Slide 1: What is the most concerning EKG finding? 80M with h/o CAD on the general medicine service reports a burning epigastric sensation after eating.
Slide 2: There’s a left bundle branch block (LBBB)! Down in V1, wide QRS, up in lateral leads. The patient is given antacid…
Slide 3: You repeat the ECG…a chart review reveals a baseline ECG that looks identical to this second ECG. What is going on?
Slide 4: It’s a rate dependent LBBB. What causes a rate dependent block? When the refractory period of bundle cells is longer than the R-R interval. Reminder the R-R interval decreases at HR increases.
At normal heart rates, rate dependent blocks may suggest degenerative conduction disease most commonly due to chronic hypertension. Graphic showing excitable and refractory periods.

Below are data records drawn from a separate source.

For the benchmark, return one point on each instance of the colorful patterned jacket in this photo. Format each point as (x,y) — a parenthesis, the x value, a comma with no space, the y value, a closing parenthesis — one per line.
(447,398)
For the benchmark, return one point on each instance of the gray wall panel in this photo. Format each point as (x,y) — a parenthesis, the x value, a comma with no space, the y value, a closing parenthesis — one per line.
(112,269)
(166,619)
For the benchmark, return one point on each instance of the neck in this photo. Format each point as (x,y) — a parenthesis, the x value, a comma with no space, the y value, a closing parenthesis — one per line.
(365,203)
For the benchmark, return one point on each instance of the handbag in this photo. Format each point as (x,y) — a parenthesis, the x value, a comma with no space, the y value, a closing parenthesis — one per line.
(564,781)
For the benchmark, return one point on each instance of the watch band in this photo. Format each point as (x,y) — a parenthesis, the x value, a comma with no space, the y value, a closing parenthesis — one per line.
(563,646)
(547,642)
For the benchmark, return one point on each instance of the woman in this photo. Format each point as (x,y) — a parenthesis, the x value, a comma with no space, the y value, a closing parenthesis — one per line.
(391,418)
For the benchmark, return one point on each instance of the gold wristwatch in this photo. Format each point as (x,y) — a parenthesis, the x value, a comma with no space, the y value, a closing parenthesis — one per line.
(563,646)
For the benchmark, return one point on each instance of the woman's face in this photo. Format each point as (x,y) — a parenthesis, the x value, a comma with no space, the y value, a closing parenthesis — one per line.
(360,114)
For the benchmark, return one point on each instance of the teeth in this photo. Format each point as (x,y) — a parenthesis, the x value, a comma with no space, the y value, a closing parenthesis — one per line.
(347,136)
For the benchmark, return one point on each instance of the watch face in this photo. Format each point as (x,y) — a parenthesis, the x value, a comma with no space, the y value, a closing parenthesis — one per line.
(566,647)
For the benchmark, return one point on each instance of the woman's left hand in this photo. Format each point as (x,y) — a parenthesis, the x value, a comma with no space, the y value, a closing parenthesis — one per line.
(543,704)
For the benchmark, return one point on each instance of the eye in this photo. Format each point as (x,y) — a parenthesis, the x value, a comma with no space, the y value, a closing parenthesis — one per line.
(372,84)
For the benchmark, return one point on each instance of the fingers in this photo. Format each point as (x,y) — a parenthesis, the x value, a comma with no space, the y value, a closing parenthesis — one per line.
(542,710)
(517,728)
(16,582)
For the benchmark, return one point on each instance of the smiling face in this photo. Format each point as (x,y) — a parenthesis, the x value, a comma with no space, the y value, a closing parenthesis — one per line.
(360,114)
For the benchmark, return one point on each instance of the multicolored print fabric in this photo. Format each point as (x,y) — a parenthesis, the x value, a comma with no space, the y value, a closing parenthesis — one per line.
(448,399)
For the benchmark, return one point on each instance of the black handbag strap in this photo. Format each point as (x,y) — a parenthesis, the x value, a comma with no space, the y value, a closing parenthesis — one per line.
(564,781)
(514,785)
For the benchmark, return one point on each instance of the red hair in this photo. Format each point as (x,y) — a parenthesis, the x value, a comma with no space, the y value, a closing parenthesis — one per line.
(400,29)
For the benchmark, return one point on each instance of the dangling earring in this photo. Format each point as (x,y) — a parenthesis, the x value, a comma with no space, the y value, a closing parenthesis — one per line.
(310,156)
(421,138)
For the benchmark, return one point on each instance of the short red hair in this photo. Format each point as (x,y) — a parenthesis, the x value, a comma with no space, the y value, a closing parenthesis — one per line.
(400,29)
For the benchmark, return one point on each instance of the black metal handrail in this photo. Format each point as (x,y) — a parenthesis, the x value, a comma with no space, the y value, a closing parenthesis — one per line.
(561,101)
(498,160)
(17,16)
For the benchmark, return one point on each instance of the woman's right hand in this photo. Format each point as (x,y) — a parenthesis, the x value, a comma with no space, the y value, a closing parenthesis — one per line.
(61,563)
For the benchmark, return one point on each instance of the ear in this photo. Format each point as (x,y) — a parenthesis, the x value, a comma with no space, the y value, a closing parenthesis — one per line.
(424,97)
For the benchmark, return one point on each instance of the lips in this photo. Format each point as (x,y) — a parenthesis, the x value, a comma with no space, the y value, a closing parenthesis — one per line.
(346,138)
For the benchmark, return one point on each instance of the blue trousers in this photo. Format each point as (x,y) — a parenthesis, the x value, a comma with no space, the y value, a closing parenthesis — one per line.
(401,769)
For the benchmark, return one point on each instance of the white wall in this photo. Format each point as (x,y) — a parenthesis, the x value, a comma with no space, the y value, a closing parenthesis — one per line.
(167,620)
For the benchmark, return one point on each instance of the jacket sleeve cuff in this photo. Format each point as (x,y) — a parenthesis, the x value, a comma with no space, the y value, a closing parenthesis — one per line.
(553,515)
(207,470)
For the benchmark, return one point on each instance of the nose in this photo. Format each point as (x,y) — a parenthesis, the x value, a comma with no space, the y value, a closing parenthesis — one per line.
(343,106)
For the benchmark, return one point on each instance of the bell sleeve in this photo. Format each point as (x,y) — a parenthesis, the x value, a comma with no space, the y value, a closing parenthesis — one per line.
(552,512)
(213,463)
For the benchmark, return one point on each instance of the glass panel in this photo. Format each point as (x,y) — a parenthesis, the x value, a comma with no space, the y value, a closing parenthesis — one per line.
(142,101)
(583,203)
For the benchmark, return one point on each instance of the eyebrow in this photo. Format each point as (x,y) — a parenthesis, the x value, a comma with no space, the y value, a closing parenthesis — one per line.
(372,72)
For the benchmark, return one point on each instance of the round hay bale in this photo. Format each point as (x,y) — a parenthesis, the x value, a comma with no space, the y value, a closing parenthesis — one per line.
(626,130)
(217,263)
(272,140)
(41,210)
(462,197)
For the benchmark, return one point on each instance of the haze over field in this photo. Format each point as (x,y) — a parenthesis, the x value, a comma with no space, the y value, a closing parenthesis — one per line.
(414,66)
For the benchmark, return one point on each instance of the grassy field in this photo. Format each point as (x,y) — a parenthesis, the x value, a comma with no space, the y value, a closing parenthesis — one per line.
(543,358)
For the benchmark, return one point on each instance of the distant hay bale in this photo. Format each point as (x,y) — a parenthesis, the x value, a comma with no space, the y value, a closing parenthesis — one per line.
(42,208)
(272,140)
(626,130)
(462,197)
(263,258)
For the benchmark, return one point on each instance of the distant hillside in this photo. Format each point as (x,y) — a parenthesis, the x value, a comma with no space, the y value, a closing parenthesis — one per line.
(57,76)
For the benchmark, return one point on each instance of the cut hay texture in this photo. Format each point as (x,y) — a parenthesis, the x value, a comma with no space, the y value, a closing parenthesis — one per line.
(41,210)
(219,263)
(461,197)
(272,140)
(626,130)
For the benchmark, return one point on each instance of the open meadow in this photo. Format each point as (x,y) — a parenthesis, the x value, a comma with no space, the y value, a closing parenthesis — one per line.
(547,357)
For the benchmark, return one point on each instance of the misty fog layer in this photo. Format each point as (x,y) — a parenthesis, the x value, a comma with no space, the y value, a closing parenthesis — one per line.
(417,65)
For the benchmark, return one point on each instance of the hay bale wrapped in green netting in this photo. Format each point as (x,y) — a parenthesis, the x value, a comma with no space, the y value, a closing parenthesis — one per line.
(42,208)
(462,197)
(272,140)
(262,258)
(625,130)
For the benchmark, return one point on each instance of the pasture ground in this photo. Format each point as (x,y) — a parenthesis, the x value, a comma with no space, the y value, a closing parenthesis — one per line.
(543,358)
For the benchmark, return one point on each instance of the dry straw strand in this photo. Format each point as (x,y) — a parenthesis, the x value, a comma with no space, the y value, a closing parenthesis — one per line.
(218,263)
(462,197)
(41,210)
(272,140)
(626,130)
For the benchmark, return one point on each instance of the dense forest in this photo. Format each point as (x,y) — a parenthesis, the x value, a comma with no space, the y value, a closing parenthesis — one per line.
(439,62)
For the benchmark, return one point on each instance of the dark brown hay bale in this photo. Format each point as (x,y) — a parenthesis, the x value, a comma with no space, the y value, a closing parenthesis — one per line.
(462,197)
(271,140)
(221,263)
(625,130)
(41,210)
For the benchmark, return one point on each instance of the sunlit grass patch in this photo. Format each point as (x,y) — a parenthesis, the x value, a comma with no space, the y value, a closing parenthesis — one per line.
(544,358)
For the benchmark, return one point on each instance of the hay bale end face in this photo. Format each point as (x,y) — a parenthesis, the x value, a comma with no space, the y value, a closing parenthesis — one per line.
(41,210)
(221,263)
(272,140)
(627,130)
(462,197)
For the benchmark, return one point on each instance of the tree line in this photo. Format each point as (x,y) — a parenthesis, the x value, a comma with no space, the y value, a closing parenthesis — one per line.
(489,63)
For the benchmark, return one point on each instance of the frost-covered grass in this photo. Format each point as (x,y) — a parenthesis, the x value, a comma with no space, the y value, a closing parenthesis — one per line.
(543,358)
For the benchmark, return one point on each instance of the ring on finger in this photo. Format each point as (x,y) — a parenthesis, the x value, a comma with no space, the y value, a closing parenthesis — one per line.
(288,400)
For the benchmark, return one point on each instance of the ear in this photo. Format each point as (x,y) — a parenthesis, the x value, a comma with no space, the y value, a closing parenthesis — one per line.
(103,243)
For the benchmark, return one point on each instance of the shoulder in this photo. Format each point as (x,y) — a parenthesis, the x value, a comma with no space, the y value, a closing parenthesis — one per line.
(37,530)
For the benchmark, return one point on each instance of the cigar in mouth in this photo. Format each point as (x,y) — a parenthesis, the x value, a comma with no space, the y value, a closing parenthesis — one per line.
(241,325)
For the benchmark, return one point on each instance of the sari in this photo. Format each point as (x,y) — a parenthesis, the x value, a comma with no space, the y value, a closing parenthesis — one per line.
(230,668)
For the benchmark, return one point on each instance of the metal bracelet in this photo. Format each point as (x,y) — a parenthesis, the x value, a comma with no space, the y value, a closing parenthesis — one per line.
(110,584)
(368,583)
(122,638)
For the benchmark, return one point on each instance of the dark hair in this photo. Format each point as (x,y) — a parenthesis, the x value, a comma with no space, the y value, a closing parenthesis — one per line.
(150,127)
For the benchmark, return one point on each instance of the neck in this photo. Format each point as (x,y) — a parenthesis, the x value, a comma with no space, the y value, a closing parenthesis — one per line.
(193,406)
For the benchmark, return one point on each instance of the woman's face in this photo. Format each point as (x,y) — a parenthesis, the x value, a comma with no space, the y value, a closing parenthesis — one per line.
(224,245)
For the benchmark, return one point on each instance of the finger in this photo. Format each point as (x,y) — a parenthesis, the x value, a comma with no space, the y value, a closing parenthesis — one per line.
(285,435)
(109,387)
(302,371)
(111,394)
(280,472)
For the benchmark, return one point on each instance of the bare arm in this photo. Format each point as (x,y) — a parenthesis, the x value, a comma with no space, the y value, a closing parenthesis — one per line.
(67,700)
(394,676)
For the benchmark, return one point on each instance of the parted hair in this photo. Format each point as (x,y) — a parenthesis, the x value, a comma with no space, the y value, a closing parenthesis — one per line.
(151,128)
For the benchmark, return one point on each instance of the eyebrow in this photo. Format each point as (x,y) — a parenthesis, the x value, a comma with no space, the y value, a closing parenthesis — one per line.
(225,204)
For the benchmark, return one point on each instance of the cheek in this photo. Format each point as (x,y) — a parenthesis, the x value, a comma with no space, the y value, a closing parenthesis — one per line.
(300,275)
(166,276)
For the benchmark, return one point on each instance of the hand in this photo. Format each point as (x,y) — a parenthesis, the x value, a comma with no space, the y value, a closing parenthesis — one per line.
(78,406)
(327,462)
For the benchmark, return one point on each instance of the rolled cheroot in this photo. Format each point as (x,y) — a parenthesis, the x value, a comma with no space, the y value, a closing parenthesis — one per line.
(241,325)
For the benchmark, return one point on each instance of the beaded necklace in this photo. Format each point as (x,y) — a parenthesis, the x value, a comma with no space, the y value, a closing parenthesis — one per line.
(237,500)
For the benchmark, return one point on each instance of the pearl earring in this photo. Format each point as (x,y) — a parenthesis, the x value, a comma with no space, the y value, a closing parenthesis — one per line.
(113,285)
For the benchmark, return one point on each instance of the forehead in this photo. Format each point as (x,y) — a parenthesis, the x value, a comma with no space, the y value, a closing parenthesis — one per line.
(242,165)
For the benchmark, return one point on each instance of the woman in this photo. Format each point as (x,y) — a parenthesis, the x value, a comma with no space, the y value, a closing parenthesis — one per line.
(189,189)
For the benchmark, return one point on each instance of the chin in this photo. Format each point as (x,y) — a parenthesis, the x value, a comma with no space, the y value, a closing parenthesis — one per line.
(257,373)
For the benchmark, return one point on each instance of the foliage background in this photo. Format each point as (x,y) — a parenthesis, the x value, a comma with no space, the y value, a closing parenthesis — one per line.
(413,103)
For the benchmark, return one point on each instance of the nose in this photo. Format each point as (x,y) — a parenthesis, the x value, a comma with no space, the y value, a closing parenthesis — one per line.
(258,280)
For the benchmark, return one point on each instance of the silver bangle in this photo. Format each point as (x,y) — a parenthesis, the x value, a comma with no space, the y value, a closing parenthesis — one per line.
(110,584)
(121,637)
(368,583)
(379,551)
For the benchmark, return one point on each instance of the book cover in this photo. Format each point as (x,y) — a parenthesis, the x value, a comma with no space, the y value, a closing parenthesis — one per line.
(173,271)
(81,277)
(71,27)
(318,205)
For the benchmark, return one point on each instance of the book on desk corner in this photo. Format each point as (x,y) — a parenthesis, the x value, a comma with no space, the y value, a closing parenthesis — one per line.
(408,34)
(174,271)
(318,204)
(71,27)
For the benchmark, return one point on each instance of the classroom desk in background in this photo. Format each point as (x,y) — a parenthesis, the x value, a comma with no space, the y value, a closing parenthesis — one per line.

Slide 5: Transition point, approximately 80 bpm. HR greater than 80, abnormal QRS, R-R interval less than LBB refractory period. HR less than 80, normal QRS, R-R interval greater than LBB refractor period.
1st EXG tracing, HR = 90 bpm. Wide QRS. 2nd ECG tracing, HR = 72 bpm. Narrow QRS.
Slide 6: Takeaways. Aberrant ventricular conduction (such as LBBB) is not always permanent…it may depend on the HR!
Always consider prior EKG history and clinical context.
Rate-dependent blocks in a non-tachycardic patient should raise suspicion for early conduction disease.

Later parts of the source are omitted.